I can’t believe how beautiful you are to me – thank you so much!
What a torment. To think that the medicines that may be helping Anthony in one area, may be causing some of the issues with the paranoia. I know when you get there he will be comforted by your presence and Ming’s. That seems to be part of his saving grace. And yours.
Such a difficult and unpredictable disease and so hard to get the meds ‘right’ because every single person afflicted is different. Thank you for mentioning the words ‘saving grace’ because that got straight to my heart!
π I’m glad.
Me too!
I say it again… sterkte…
Love it even more now but how do I pronunciate it?
ster-k-te
Stir Katy?
Ster kter
Sorry – I was being cheeky!
I found a lovely definition of this beautiful and meaningful word. I had never heard of it before here in the US (obviously). I know you sent if for Julie, but I may find it useful over the next few months. Thank you, Bulldog.
Basically I love this definition… to wish someone the strength to persevere whatever hardship they are experiencing
Brilliant!
You are one amazing person Jules. π
The side effects from the drugs can be a troublesome problem. Hard to deal with for the patient and those around him. Your yelling was appropriate and a reality check for Anthony. Sometimes nothing else gets through. Hope it all calms down. It can. Sweet photo.

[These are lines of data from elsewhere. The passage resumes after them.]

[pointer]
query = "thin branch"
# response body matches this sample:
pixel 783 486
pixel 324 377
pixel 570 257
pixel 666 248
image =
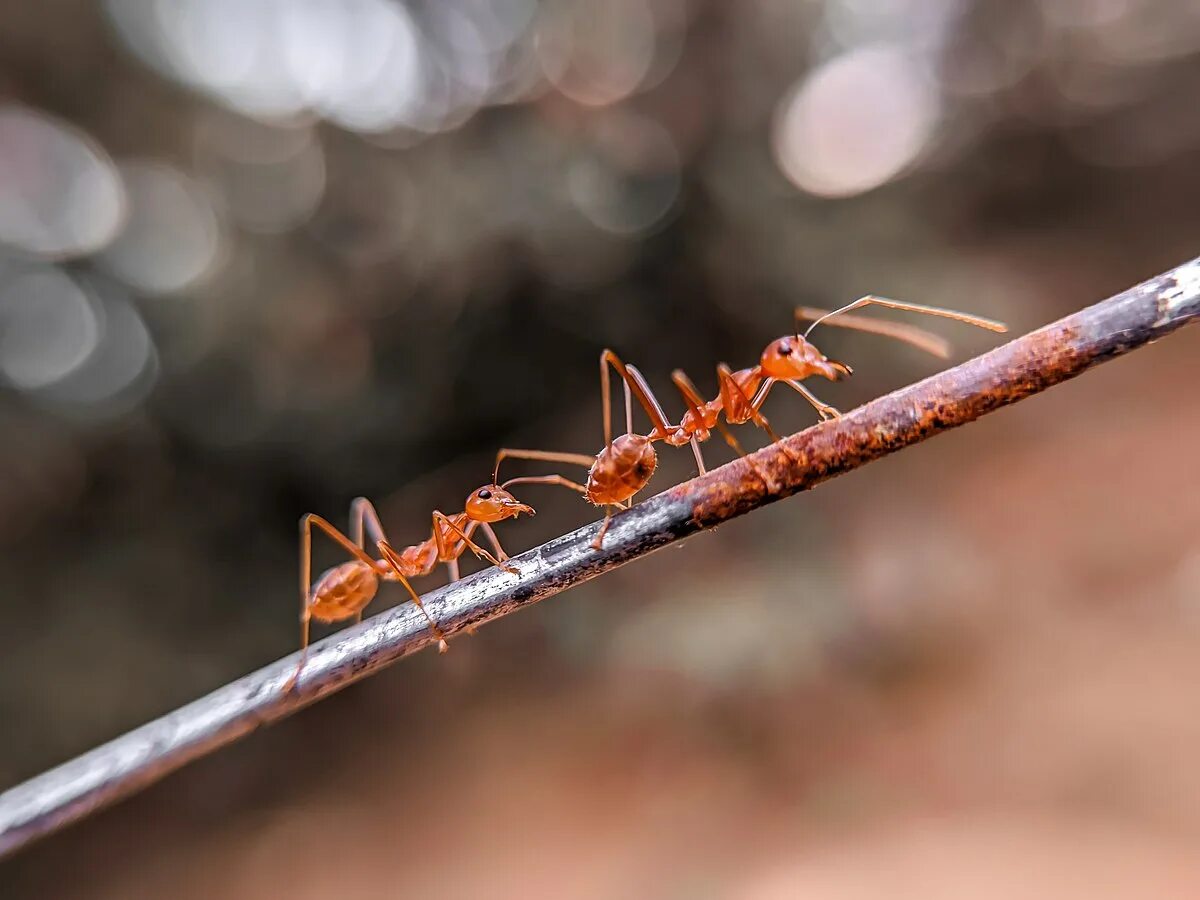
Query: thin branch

Such sad events, Julie. I am so sorry that he is having such a hard time, and sad for you too.
(((O)))
Julie, You are the bravest person I know. Don’t even try to deny it. And within your brave soul, you have so much love. Ants is truly one of the luckiest people I could ever hope to meet and know. To have your love, your strength, and even your patience. at his fingertips at any moment for as long as needed, what a gift. I hope with all my heart that your conversations will help Ants, that in the future Ants will be less prone to fret, worry and be paranoid. But dear, I think every bit of your strength will be called upon, today, tomorrow and clearly into the future. I am here like so many of your other friends to help and lend support to you in any way. Please take care, and know I care. — Bill
I have a friend whose mother developed a form of dementia and she too found that she had to act “cruel to be kind”. As in the last post when I commented ‘it is the disease’, so too is the method of having to deal with it. By that I mean you having to act that way is only in response to the disease, not your response to him as a person.
Reading this took me back to when my pop was in hospital and then the nursing home, he had many times when he would think he was back in a Jap pow camp and the nurses were trying to harm him in some way. It took a lot to calm him and was hard to get him to understand he was in hospital and safe. I hope you do not have too many nights like that.
Oh that sounds terrible – that your pop would re-live such dreadful experiences. Ants has never been in any sort of war but he does get those night terrors sometimes and I feel so helpless to help.